O tempo glorioso de D. João V, em que a corte portuguesa comprava os melhores relógios do mundo, seguido do desastre do terramoto de 1755, que destruiu grande parte do património relojoeiro monumental, são referidos. O período do Marquês de Pombal, em que se assistiu à laicização do tempo nacional, por um lado, e à fundação da primeira fábrica de relógios portuguesa, por outro, é realçado.

Uma outra novidade do livro: fixa-se por volta de 1755 a altura em que a noção de segundo aparece pela primeira vez em Portugal: quando jesuítas fabricam relógios de precisão, para observarem um eclipse da Lua.

Um “estrangeirado”, João Jacinto de Magalhães, é uma das figuras mais importantes da comunidade científica europeia do século XVIII. Fabrica relógios e outros instrumentos científicos.

Veríssimo Alves Pereira e Augusto Justiniano de Araújo, amigos, dominam o século XIX português em termos de relojoaria. O primeiro, inventor e promotor de relógios mecânicos de hora universal e de relógios de sol que assinalavam sonoramente o meio-dia (meridianos), regulou o tempo público do Porto e de Lisboa, a partir da Torre dos Clérigos, do Castelo de São Jorge, ou da Escola Politécnica.

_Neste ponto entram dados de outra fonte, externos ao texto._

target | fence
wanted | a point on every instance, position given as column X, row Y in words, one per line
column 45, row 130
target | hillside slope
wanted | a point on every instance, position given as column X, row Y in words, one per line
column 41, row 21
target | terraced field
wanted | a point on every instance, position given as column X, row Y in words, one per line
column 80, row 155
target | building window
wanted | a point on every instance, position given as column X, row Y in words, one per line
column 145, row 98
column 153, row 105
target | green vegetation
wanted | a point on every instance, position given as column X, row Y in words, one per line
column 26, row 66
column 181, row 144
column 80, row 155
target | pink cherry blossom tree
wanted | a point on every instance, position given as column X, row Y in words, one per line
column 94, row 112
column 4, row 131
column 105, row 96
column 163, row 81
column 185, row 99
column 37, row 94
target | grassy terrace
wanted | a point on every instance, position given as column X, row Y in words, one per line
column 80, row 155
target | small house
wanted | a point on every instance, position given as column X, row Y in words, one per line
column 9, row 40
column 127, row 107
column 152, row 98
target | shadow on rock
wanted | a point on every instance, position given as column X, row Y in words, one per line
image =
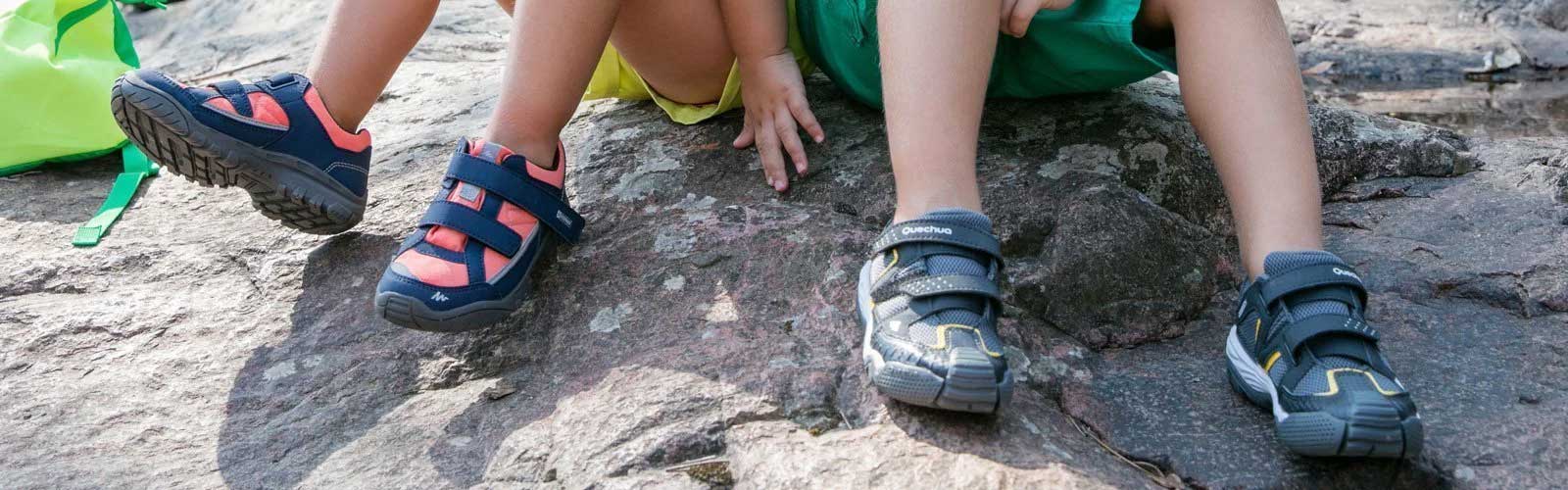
column 329, row 380
column 59, row 192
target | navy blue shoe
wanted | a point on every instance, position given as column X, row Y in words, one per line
column 467, row 265
column 929, row 302
column 273, row 138
column 1301, row 349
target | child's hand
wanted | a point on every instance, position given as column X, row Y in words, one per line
column 775, row 99
column 1018, row 13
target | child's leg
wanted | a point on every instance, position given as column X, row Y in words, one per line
column 678, row 46
column 1244, row 94
column 361, row 49
column 935, row 62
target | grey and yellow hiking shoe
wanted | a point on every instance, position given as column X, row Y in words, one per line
column 929, row 300
column 1301, row 347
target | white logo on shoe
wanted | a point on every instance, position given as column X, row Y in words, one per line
column 938, row 229
column 1346, row 272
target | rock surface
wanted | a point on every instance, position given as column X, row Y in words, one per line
column 703, row 335
column 1426, row 39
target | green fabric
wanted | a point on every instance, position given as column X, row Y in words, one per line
column 1082, row 49
column 120, row 195
column 59, row 60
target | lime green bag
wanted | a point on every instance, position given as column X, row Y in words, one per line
column 59, row 60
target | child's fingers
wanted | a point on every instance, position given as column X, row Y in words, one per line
column 1055, row 4
column 789, row 135
column 745, row 138
column 768, row 151
column 802, row 112
column 1023, row 13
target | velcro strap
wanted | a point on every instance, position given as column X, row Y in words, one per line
column 1311, row 276
column 945, row 284
column 235, row 93
column 279, row 80
column 1296, row 335
column 524, row 192
column 940, row 232
column 474, row 224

O segundo, que também inventou relógios de hora universal, foi o fundador da Escola de Relojoaria da Casa Pia.

Algumas colecções privadas (Carvalho Monteiro, Medeiros e Almeida), ou públicas (família real, no Palácio da Ajuda) são referidas.

Os casos de A Boa Reguladora e de A Boa Construtora, exemplos de relojoaria de fabrico nacional, bem como os de Dimas de Melo Pimenta (introdutor da relojoaria moderna no Brasil) ou de Germano Silva (construtor de relógios monumentais nos Estados Unidos) são igualmente tratados.

O estado de abandono generalizado a que estão votados os relógios de torre em Portugal é realçado ao longo da obra, defendendo-se um levantamento urgente dos exemplares e a sua recuperação.

Um último pormenor, sobre a capa do livro: na foto, o relógio do Arco da Rua Augusta. Apesar de parado, como a maioria dos relógios públicos deste país, está certo pelo menos duas vezes por dia….

Desde que a obra póstuma de Sousa Viterbo sobre o tema da Relojoaria foi publicada, há cerca de um século, quase mais nada se escreveu sobre uma questão cada vez mais multidisciplinar, que tem merecido a atenção crescente em todos os países do Ocidente.

Praticamente um século depois, eis aqui apenas um ponto de partida para quem se queira interessar sobre ela. Que não demore mais um século a escrever-se sobre o Tempo, a Relojoaria e as Mentalidades em Portugal.